With just a day left for the important speech, there is a growing feeling in the ruling party circles that the PM should not compromise his spontaneity to the discipline of a scripted speech and stick to his natural self.
Modi, who is known to be a good orator, can speak at length without notes and shift between issues effortlessly. He is also able to ensure that there is cohesion in his thoughts and that he connects with the audience.
Sources said the flow and spontaneity may be lost if he gives in to the teleprompter. They cite the example of former PM Atal Bihari Vajpayee whose silken oratory helped the party grow in areas where it had marginal presence. Vajpayee too lost his touch and settled for the staid and dour scripted speech once he joined the government. His speeches on Independence Day and at the United Nations did not match up to his potential as a good orator.
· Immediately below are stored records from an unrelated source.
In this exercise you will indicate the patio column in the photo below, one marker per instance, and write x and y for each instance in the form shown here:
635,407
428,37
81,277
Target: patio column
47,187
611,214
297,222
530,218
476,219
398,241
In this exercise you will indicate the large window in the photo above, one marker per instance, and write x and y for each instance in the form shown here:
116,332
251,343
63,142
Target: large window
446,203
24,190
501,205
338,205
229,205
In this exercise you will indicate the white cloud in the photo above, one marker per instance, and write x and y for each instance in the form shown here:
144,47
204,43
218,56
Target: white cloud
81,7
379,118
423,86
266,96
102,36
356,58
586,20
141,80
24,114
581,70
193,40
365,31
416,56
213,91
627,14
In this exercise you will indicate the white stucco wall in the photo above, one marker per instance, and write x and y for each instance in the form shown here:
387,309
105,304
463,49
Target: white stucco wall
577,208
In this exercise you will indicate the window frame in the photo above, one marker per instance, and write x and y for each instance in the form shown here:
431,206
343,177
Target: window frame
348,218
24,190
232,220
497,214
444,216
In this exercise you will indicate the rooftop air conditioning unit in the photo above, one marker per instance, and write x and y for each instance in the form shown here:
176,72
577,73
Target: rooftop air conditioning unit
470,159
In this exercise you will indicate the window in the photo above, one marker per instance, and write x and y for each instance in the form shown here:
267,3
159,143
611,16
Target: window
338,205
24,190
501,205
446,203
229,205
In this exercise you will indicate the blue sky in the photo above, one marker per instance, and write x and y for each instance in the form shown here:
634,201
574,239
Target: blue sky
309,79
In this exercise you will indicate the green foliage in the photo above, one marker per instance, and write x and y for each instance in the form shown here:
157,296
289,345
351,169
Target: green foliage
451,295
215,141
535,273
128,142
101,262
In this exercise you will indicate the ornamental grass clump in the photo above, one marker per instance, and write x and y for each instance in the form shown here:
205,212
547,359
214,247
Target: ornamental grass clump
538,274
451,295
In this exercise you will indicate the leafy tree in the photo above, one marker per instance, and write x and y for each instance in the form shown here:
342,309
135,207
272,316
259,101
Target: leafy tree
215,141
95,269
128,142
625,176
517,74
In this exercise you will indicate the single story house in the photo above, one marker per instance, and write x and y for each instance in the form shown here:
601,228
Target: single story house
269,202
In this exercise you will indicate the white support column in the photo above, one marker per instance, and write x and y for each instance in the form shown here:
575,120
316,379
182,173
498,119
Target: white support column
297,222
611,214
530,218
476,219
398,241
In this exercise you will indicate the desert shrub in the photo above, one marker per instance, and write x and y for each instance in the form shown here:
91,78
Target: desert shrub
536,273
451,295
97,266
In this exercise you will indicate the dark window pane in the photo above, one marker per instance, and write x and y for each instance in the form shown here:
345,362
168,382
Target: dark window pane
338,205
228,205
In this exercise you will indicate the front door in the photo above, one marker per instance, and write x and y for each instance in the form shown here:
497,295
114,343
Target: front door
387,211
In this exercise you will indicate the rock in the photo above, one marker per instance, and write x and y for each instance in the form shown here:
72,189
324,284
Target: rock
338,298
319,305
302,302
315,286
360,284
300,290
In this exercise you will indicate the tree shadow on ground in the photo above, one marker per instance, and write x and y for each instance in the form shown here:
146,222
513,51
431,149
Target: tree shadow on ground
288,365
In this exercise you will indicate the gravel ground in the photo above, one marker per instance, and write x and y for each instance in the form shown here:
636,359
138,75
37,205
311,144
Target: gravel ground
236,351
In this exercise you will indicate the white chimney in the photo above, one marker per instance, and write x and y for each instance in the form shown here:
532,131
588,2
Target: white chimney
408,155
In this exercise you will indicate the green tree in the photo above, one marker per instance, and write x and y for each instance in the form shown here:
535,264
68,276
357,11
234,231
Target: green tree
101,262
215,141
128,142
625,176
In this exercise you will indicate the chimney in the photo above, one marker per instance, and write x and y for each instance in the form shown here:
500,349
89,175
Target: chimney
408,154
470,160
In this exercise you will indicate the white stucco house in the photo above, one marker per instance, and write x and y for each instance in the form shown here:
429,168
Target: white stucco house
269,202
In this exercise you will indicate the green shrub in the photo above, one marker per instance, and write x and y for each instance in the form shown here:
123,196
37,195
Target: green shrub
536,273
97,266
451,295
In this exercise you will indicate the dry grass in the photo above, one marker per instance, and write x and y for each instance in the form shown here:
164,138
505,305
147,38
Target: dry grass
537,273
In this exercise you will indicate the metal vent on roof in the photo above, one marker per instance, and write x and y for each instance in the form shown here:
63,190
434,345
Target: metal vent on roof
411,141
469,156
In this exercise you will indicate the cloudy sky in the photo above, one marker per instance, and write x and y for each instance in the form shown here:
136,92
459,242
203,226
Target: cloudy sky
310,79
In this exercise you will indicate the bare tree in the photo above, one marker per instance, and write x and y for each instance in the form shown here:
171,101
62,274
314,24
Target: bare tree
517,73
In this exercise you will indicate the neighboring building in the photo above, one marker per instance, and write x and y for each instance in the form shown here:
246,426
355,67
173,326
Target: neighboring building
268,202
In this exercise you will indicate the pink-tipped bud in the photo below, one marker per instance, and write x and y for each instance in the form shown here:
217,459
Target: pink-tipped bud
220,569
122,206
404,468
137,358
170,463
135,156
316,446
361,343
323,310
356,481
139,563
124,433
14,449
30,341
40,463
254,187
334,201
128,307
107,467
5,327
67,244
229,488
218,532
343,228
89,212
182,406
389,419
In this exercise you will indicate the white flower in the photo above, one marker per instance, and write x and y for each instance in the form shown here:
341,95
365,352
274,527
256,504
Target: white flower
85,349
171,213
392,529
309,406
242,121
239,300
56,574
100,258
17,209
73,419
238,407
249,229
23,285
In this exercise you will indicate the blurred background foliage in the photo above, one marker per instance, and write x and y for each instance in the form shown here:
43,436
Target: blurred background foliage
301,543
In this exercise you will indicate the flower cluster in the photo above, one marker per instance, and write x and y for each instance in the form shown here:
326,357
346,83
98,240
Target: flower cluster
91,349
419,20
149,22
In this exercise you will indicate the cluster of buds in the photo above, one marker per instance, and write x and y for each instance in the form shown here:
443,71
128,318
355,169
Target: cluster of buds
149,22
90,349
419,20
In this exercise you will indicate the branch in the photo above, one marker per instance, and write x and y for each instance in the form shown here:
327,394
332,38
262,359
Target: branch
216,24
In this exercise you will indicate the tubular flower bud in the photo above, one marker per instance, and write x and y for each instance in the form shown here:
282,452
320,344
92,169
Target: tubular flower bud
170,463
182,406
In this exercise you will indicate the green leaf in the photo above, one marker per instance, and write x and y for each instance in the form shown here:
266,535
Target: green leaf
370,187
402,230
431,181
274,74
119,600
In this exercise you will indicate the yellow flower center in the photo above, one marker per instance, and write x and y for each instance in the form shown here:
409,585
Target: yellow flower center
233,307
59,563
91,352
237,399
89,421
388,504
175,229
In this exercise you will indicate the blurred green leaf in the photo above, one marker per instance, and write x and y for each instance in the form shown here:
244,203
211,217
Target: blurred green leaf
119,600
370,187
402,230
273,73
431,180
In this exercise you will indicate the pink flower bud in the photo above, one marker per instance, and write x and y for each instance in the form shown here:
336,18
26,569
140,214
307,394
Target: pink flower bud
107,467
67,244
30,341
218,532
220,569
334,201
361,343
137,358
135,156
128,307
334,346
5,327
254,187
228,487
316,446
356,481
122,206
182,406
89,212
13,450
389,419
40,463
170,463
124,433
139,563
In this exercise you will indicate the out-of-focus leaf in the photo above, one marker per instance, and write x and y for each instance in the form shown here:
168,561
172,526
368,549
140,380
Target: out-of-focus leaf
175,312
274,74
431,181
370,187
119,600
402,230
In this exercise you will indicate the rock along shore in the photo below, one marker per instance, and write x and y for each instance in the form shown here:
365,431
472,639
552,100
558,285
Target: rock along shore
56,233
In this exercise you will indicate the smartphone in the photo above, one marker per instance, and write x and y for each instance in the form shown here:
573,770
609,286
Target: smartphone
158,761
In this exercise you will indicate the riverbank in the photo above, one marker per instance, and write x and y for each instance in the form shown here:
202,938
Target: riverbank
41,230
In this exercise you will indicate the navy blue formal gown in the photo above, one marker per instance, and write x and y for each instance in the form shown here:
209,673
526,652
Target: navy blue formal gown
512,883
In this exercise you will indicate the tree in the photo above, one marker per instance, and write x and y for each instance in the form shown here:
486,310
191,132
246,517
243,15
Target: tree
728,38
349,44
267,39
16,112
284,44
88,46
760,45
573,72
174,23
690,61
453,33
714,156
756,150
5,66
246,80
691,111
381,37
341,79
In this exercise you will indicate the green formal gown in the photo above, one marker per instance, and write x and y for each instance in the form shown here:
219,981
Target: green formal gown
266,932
Sources said the PM's speech may focus on concerns and priorities of the government and may, largely, avoid getting into the specifics of too many projects and focus only on a few. This will mark a shift from the previous speeches which got bogged down in details.
Modi is likely to focus on plan and programmes which have been either announced by him previously , were unveiled in the 2014-15 Union Budget or are in the pipeline. Sources said he is likely to touch upon financial inclusion and the 'Beti bacho, Beti Padhao' programme — two schemes which are clearly very close to his governance strategy. Financial inclusion is also set to figure in the address.